1.   The district court found Madrigal not guilty of the possession of a fraudulent identification document with the intent to defraud the United States to allow him to enter Fort Lee.

2.   Each of these cases held that notice of entry requirements is necessary before a person can be held to have violated § 1382.   Since warning of the entry requirements was not visible from the public highway in this matter, we do not address the question in this appeal regarding the type of notice that is required to demonstrate a violation of § 1382.

3.   Section 1325(a) provides as follows:Any alien who (1) enters or attempts to enter the United States at any time or place other than as designated by immigration officers, or (2) eludes examination or inspection by immigration officers, or (3) attempts to enter or obtains entry to the United States by a willfully false or misleading representation or the willful concealment of a material fact, shall, for the first commission of any such offense, be fined under Title 18 or imprisoned no more than 6 months, or both, and, for a subsequent commission of any such offense, be fined under Title 18, or imprisoned not more than 2 years, or both.

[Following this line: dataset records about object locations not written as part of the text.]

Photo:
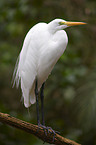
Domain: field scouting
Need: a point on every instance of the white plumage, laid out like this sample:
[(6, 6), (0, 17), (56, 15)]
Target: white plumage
[(42, 47)]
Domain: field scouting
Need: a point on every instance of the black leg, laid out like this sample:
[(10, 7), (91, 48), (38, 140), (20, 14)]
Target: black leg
[(42, 103), (37, 102)]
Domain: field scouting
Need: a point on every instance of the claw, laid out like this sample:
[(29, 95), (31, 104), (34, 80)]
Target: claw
[(48, 130)]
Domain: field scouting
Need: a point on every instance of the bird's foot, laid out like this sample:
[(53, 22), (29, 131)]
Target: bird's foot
[(49, 130)]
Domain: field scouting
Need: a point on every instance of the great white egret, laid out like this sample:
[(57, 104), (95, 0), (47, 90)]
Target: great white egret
[(42, 47)]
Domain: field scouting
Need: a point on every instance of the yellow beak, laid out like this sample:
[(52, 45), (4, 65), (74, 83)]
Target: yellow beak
[(72, 23)]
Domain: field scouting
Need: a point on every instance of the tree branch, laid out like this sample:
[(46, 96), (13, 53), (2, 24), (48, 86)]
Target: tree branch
[(33, 129)]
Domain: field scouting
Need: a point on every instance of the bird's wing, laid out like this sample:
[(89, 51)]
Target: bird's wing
[(25, 70)]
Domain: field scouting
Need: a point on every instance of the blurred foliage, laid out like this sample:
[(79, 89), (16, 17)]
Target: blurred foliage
[(70, 90)]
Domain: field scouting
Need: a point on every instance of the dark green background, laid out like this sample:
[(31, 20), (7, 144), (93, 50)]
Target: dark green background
[(70, 91)]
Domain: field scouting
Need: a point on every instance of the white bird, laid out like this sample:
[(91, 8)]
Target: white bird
[(42, 47)]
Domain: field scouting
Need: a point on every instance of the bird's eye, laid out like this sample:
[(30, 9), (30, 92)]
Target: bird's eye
[(61, 23)]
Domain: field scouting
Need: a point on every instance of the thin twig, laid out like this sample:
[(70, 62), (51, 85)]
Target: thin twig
[(33, 129)]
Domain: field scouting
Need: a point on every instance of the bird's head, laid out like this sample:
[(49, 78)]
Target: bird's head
[(59, 24)]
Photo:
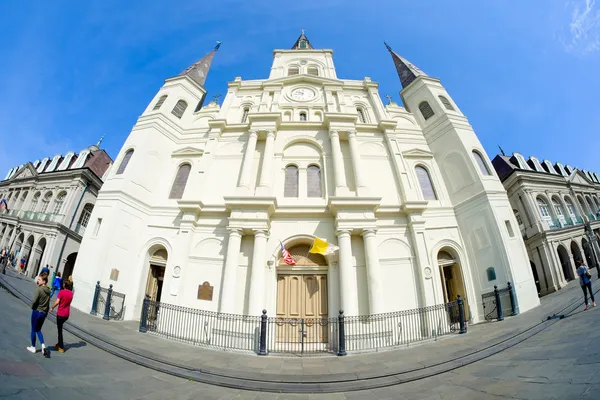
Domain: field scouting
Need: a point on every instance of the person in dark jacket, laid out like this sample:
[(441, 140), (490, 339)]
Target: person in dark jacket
[(40, 307)]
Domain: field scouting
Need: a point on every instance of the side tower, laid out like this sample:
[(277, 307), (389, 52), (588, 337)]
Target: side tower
[(147, 180), (487, 224)]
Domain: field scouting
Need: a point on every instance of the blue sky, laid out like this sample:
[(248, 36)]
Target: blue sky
[(525, 73)]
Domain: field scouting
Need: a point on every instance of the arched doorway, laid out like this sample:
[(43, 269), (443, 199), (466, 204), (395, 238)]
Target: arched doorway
[(69, 265), (565, 262), (302, 292), (156, 272), (453, 282), (536, 277)]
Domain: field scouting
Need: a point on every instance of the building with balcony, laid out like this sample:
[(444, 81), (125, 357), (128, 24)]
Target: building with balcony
[(50, 202), (557, 209)]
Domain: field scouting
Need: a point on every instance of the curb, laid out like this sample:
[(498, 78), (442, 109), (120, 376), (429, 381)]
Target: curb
[(331, 383)]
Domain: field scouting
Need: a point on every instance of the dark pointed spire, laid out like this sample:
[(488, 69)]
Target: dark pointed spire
[(302, 43), (199, 70), (407, 72)]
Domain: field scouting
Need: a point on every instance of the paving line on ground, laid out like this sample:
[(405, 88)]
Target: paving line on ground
[(324, 386)]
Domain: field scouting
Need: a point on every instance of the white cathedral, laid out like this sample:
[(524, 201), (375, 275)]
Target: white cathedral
[(201, 199)]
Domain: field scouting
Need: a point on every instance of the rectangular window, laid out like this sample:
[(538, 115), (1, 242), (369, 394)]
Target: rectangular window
[(511, 233), (98, 224)]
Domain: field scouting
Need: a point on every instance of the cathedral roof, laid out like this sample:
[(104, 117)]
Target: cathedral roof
[(302, 43), (199, 70), (407, 72)]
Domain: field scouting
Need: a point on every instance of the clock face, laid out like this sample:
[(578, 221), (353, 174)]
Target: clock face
[(303, 94)]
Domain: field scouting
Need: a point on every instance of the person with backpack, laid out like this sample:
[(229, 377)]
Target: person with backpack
[(585, 281), (39, 310)]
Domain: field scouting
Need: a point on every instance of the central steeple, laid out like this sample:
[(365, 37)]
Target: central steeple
[(302, 43)]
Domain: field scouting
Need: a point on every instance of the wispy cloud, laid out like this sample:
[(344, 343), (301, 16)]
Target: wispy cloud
[(584, 27)]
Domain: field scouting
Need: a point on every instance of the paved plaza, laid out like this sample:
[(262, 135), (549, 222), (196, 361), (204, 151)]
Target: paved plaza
[(559, 360)]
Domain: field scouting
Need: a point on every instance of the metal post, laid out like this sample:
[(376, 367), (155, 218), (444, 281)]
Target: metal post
[(107, 308), (342, 335), (144, 316), (513, 299), (498, 304), (95, 301), (461, 315), (262, 350)]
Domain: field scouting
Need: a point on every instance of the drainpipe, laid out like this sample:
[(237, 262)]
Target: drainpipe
[(71, 224)]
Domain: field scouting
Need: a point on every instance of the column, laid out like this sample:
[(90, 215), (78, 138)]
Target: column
[(338, 164), (248, 159), (266, 173), (229, 288), (361, 189), (348, 282), (373, 272), (256, 297)]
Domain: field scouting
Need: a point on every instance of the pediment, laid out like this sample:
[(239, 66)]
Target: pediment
[(26, 172), (188, 152), (578, 177), (417, 153)]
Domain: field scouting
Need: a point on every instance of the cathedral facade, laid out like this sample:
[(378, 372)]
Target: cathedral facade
[(202, 200)]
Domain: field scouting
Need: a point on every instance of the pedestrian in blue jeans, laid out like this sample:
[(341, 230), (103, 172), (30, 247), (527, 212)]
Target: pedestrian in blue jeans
[(40, 307), (585, 281)]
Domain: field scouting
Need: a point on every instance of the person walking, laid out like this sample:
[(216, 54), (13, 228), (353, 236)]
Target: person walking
[(63, 302), (56, 284), (585, 281), (39, 306)]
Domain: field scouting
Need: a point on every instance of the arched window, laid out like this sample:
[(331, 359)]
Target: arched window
[(160, 102), (46, 202), (426, 110), (179, 108), (314, 181), (481, 163), (291, 181), (58, 202), (125, 161), (180, 181), (361, 115), (35, 200), (544, 210), (425, 183), (245, 115), (446, 103)]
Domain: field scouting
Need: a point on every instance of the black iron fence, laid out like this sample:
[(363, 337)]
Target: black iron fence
[(263, 335), (499, 303), (109, 303)]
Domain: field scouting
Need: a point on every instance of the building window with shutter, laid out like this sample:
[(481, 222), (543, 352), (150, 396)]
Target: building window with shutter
[(245, 115), (314, 181), (481, 163), (180, 181), (179, 108), (425, 183), (125, 161), (291, 181), (446, 103), (159, 102), (426, 110)]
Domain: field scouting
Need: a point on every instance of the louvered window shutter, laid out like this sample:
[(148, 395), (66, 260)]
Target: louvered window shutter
[(180, 181)]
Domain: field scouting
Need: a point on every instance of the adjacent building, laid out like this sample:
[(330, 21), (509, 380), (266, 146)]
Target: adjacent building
[(203, 198), (557, 209), (50, 202)]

4.   There is no evidence in the record that Madrigal illegally entered or was found in the United States after he was denied admission, excluded, deported, or removed in violation of 8 U.S.C. § 1326(a).   Thus, we do not reach the separate question whether such status might satisfy the purpose requirement of § 1382.

Reversed by published opinion.  Senior Judge ALARCÓN wrote the opinion, in which Judge GREGORY and Judge DUNCAN concurred.